Project Gutenberg Knowledge Base

A curated corpus of public domain literary texts from Project Gutenberg — organized for analysis, annotation, and knowledge extraction.

About This Dataset

This repository contains public domain literary texts sourced from Project Gutenberg, organized by author and work. Texts are provided both as full ebooks and as individual sections to support fine-grained annotation and analysis.

data/ebooks/ — Full plain-text ebooks organized by Project Gutenberg ID
authors/ — Texts organized by author and title, with works split into named sections (chapters, acts, scenes, etc.)

All content is in the public domain and freely available via Project Gutenberg.
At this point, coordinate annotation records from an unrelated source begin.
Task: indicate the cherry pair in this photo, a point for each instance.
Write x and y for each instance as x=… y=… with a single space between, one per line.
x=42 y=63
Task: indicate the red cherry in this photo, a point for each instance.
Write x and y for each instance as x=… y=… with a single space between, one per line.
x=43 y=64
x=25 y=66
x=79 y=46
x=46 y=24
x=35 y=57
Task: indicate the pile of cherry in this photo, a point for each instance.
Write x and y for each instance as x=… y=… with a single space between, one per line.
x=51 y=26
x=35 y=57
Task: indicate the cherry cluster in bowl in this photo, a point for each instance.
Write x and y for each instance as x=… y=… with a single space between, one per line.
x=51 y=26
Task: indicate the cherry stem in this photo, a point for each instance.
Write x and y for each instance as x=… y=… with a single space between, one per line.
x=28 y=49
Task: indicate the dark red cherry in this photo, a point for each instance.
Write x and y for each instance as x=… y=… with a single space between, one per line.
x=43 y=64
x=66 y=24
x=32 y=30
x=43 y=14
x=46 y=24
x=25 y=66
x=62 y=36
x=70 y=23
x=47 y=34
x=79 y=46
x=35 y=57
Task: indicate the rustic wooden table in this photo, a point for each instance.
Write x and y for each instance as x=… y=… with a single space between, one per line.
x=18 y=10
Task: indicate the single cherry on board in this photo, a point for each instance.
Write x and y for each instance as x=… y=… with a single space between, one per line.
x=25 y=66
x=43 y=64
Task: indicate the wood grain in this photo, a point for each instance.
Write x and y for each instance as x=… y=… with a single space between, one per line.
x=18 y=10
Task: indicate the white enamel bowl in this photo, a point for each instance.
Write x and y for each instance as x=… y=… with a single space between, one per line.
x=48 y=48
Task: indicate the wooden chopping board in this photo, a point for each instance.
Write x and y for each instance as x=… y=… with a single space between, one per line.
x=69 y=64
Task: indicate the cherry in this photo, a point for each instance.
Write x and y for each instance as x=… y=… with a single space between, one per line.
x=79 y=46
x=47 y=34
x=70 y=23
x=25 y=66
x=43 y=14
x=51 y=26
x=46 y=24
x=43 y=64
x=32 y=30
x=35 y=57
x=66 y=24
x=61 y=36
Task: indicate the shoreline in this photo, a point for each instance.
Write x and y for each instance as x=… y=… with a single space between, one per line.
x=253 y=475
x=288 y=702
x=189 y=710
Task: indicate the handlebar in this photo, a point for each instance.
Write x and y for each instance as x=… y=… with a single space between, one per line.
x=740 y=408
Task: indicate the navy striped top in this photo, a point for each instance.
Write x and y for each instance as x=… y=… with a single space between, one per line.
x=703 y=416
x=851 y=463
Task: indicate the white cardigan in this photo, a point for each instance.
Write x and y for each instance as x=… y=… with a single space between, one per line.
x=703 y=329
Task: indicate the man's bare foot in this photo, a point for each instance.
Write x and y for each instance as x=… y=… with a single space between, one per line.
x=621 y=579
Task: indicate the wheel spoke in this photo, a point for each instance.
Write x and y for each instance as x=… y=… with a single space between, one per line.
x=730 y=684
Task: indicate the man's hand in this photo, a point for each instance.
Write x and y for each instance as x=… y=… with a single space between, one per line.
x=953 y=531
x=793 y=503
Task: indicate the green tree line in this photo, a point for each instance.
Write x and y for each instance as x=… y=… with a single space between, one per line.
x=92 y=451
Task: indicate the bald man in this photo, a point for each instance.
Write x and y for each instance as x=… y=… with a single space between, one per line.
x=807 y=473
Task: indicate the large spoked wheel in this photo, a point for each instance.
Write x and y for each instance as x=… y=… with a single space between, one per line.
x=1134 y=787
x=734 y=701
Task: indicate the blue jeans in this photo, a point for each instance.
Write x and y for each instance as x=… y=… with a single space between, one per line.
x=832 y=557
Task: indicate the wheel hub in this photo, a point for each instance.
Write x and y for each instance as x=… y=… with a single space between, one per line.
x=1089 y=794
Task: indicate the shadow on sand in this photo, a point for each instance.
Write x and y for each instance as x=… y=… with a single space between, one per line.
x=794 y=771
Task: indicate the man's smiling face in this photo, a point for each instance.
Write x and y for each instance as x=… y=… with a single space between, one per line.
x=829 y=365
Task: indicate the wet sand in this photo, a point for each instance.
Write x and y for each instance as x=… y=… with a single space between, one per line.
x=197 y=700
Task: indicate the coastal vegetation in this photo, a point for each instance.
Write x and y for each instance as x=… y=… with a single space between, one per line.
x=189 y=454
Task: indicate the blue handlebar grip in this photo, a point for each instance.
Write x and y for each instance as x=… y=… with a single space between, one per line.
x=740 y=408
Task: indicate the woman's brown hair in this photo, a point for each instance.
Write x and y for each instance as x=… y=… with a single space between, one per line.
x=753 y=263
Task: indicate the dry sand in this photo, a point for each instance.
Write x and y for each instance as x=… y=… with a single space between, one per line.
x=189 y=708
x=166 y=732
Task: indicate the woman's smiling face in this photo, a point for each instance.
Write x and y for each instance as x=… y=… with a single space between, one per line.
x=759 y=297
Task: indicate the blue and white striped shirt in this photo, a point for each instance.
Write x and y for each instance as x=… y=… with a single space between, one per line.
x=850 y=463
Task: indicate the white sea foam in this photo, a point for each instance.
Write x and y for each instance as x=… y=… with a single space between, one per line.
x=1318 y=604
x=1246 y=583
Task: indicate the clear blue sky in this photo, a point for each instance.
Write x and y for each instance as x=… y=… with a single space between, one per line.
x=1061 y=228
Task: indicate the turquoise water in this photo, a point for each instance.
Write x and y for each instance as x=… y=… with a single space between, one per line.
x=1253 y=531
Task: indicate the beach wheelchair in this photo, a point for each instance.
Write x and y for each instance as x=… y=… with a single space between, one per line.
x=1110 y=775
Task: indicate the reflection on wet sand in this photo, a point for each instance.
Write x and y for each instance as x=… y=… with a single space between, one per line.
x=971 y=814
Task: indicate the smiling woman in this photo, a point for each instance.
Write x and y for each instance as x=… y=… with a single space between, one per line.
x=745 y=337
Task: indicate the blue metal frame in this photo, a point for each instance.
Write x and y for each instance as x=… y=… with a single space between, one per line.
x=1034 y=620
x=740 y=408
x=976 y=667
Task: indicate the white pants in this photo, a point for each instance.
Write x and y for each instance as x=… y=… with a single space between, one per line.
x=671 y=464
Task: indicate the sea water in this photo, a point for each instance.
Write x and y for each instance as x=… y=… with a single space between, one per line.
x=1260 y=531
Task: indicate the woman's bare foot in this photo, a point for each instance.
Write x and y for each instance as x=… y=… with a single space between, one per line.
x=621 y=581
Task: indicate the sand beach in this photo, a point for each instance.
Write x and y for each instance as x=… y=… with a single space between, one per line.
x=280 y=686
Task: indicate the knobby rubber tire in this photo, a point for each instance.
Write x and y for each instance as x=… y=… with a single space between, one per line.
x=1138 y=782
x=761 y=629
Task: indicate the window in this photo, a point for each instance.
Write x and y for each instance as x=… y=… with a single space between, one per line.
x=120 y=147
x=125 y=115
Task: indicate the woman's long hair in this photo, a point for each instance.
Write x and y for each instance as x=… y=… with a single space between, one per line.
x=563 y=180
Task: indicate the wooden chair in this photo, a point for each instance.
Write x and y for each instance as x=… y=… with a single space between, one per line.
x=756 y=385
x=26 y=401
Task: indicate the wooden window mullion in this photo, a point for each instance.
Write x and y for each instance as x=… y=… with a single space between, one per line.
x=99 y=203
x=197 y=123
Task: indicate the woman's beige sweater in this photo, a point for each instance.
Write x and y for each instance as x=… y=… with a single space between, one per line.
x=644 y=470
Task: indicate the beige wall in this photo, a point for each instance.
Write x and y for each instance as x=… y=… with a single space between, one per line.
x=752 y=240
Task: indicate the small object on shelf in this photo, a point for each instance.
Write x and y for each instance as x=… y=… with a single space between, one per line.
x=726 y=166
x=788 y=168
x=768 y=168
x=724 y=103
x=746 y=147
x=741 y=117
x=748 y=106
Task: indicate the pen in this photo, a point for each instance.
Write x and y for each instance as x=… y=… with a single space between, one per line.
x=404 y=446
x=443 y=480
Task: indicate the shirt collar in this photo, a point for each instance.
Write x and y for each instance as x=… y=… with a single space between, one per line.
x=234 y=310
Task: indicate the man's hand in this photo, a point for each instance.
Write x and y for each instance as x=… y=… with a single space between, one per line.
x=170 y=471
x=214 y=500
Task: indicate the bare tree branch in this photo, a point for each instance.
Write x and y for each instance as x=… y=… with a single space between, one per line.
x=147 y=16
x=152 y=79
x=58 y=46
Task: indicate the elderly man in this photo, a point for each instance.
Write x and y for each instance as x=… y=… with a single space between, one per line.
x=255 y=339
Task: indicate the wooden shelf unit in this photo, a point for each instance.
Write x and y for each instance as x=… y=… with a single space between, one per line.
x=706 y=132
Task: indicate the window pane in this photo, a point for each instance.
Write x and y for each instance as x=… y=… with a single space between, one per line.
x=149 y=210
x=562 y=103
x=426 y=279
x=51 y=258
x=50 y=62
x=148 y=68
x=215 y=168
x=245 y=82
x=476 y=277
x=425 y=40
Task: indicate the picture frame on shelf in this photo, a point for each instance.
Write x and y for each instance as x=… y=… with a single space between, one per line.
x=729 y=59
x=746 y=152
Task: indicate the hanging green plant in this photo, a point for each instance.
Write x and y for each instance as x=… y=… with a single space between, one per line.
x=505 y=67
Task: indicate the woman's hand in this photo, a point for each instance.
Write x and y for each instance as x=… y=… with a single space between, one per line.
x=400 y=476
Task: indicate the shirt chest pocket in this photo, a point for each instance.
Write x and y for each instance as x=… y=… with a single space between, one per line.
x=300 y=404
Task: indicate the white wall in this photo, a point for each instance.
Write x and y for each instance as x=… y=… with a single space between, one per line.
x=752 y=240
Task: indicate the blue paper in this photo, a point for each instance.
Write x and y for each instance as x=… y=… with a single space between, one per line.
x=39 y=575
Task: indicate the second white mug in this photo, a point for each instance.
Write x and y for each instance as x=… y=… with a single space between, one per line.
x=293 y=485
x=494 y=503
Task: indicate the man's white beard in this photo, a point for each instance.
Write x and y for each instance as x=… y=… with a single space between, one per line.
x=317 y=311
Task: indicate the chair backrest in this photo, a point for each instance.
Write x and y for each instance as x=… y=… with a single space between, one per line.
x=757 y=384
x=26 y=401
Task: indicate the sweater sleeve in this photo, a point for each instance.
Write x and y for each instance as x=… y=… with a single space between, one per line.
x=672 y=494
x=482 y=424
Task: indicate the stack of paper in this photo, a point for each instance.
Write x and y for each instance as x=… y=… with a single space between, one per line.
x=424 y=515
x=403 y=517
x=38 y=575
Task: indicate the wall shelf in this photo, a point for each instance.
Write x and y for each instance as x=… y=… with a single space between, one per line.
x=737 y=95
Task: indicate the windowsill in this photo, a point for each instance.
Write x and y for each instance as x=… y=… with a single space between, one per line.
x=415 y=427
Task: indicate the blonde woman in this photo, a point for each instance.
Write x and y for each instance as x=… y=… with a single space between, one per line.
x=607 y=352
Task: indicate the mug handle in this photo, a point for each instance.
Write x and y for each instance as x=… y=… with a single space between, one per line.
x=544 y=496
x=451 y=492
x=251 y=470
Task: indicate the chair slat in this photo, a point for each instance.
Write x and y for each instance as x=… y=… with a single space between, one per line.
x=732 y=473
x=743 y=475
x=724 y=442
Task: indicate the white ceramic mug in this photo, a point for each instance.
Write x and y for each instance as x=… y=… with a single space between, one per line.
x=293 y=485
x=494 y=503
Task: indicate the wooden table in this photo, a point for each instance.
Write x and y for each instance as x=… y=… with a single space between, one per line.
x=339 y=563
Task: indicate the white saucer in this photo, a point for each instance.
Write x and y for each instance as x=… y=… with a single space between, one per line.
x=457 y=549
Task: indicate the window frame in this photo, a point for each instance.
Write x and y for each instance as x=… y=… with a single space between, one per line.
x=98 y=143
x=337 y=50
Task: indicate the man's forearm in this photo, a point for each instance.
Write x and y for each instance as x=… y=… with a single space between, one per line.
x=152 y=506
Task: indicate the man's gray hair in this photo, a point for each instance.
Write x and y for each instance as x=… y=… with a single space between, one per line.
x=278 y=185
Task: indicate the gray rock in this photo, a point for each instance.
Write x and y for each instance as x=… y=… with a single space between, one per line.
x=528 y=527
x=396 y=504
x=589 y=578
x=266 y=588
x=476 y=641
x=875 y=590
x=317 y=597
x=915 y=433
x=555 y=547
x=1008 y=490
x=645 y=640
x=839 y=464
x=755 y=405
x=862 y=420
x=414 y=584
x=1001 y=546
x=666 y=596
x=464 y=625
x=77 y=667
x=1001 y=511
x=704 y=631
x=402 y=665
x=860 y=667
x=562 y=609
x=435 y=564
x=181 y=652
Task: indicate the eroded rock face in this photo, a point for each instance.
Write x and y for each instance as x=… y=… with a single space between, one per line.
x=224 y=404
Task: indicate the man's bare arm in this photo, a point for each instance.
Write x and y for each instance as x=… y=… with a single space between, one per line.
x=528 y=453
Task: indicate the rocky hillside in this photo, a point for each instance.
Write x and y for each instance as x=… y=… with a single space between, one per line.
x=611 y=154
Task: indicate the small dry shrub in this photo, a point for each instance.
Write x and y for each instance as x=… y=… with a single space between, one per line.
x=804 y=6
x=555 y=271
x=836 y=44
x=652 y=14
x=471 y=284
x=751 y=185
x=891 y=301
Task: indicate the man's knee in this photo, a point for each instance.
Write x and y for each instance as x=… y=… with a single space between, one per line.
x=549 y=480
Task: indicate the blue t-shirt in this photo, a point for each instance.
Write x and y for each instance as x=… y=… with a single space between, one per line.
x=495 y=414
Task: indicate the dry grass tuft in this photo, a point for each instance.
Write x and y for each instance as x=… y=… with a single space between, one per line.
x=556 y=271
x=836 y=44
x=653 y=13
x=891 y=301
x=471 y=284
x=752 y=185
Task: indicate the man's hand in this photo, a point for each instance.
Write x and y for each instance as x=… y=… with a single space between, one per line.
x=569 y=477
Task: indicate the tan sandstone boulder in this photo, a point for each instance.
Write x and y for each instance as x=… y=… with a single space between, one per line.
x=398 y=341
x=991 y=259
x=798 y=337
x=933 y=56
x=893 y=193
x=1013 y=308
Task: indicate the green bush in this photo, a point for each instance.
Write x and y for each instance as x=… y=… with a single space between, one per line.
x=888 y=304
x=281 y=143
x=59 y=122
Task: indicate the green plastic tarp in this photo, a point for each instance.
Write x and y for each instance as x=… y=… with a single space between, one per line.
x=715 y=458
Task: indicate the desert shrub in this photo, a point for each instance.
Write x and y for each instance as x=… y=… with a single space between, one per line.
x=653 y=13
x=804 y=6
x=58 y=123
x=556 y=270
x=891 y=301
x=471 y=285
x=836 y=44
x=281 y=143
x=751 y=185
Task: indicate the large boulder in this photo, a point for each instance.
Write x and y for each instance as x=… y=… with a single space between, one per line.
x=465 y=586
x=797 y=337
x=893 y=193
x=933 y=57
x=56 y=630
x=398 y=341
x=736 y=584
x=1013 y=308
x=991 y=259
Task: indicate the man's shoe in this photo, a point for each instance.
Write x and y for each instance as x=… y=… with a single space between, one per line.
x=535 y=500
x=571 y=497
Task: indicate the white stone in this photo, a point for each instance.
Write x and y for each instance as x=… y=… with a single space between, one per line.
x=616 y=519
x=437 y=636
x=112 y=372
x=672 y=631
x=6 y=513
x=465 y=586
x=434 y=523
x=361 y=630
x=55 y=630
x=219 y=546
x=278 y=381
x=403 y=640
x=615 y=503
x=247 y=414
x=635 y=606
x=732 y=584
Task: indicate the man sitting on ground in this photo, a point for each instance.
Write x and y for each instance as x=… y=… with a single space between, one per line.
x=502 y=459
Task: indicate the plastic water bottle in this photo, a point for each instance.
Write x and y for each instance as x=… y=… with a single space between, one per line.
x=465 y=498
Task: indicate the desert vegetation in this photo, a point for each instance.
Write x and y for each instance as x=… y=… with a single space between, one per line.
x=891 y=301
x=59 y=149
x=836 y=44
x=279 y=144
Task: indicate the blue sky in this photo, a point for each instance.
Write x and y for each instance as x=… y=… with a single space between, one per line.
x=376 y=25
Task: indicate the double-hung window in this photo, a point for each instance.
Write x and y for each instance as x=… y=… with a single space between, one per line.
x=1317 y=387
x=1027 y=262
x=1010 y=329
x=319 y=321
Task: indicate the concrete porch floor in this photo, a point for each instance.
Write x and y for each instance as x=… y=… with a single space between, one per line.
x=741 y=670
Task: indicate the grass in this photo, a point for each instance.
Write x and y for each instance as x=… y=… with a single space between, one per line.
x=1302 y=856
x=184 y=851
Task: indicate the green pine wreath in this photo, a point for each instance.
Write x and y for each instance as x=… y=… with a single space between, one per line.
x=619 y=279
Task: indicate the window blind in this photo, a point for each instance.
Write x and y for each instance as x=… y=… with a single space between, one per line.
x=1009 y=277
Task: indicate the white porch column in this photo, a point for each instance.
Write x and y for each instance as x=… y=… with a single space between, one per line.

This corpus is well-suited for entity recognition across characters, authors, places, and historical references; mapping relationships between characters, themes, and narrative arcs; stylistic and linguistic analysis across authors and time periods; and building literary knowledge graphs from unstructured text.

Skills

This repo ships eleven skills that build a layered literary KB on top of the Semiont SDK. See AGENTS.md for the full design discussion.

Skill	What it does
`ingest-corpus`	Walk the repo's literary content (sections, curated articles, ebooks); create one resource per file.
`mark-characters`	Detect Character mentions including descriptive references ("the Chorus", "the messenger").
`mark-places`	Detect Place mentions — both real geographic places and mythological realms.
`assess-dangerous-situations`	Flag spans of physical / moral / supernatural danger; used as peak-danger landmarks for plot-arc synthesis.
`comment-subtext`	Add commenting annotations capturing inner thoughts, subtext, dramatic irony, plot-significance markers.
`build-character-articles`	Promote Character mentions to canonical wiki-style Character resources with Wikipedia citations.
`build-place-articles`	Promote Place mentions to canonical wiki-style Place resources with Wikipedia citations.
`map-relationships`	Extract character-character + character-place relationships as tagged linking annotations.
`build-historical-context`	Synthesize HistoricalContext resources for the work's era, prior tradition, audience, and concepts.
`extract-themes`	Tag passages with thematic concerns; synthesize one Theme resource per distinct theme.
`trace-plot-arc`	Synthesize a per-work PlotArc resource documenting the narrative structure.

Quick Start

Explore this dataset using Semiont, an open-source knowledge base platform for annotation and knowledge extraction.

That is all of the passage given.